LG 55EM9600 im Hands-on: der vielleicht beste Fernseher aller Zeiten – für 10.000 Dollar

Bildqualität

Das Bild des LG 55EM9600 ist absolut bombastisch. Leider waren wir beim Bildmaterial auf das beschränkt, was LG auf dem Fernseher laufen ließ – und das waren in erster Linie extrem farbenfrohe und knallige Bilder. Dennoch: Derart lebendige und intensive Farben haben wir auf einem Fernseher noch nie gesehen.

Perfekte Kontraste: Was schwarz sein soll, ist beim 55EM9600 auch tatsächlich schwarz.
Perfekte Kontraste: Was schwarz sein soll, ist beim 55EM9600 auch tatsächlich schwarz.

LG setzt beim 55EM9600 auf passives 3D. Das bedeutet, dass vor jeweils einer Hälfte der Pixel ein anderer Polfilter angebracht ist, und die Brille für beide Augen einen entsprechend anderen Polfilter in den Gläsern mitbringt. Das hat in der Praxis den Vorteil, dass die Brillen leichter und kleiner sind und im Gegensatz zu Shutterbrillen nicht flimmern. Im Gegenzug halbiert sich jedoch im 3D-Modus die Auflösung.
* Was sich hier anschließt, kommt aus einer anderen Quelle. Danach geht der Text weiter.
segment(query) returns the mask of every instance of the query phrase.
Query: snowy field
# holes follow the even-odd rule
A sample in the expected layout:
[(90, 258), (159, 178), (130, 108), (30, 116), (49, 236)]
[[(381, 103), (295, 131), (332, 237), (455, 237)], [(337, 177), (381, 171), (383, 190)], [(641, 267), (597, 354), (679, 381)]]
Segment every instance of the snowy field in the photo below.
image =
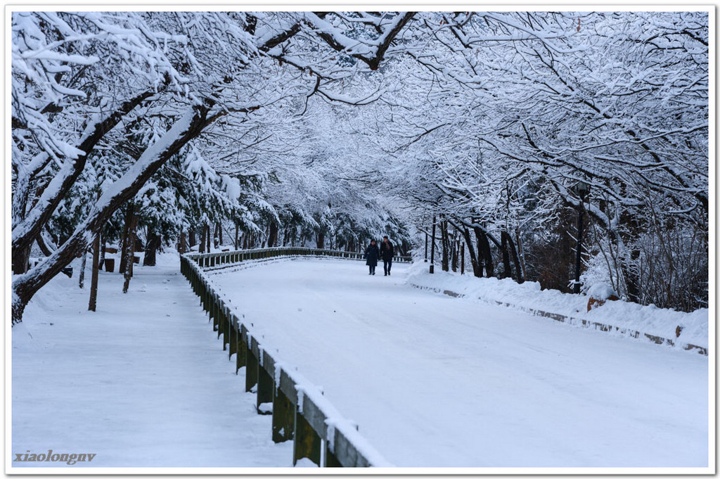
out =
[[(127, 295), (102, 274), (96, 313), (76, 277), (31, 302), (12, 334), (10, 452), (96, 455), (13, 467), (292, 465), (177, 257), (161, 258)], [(246, 267), (212, 279), (397, 466), (708, 466), (707, 357), (413, 288), (420, 267)]]
[(410, 269), (281, 260), (211, 279), (397, 466), (708, 466), (706, 357), (412, 288)]
[(12, 467), (292, 467), (292, 442), (272, 442), (178, 257), (160, 258), (136, 266), (127, 295), (102, 272), (96, 313), (77, 268), (30, 303), (12, 330), (12, 457), (96, 455)]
Das einzige, was es von der 3D-Funktion bislang zu sehen gab, waren neue Brillen. Wie viele sich davon im Lieferumfang mit dem neuen Fernseher befinden, ist noch nicht bekannt. Fest steht lediglich, dass sie zu den schicksten 3D-Brillen gehören, die wir bislang gesehen haben – und glatt als modische Sonnenbrille durchgehen könnten.
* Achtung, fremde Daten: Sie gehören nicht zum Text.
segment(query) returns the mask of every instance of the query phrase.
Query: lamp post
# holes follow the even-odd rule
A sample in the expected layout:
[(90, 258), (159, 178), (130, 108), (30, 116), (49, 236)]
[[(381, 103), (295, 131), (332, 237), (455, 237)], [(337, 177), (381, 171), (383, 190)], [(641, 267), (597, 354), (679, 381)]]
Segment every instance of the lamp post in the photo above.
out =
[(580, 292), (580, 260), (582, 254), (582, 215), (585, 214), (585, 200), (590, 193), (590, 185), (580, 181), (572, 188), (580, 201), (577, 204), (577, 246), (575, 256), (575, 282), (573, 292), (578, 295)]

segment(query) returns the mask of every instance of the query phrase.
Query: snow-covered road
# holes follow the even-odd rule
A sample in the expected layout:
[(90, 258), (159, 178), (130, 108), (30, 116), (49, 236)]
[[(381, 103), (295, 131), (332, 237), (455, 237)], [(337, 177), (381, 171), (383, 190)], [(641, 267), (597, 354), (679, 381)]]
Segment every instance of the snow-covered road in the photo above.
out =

So sieht die neue 3D-Brille von LG aus.
So sieht die neue 3D-Brille von LG aus.

Her mit dem Ding – wo muss ich unterschreiben?

Einen genauen Termin für den Marktstart gibt es noch nicht, der Fernseher soll jedoch noch im Laufe des zweiten Jahreshälfte im Handel erhältlich sein. Im nächsten Jahr sollen dann auch andere Größen folgen. Allerdings wird man sich bei der Bilddiagonale zunächst nach oben orientieren und das Highend-Segment bearbeiten. Auf einen „günstigen“ 32-Zöller wird man bei LG also noch etwas warten müssen.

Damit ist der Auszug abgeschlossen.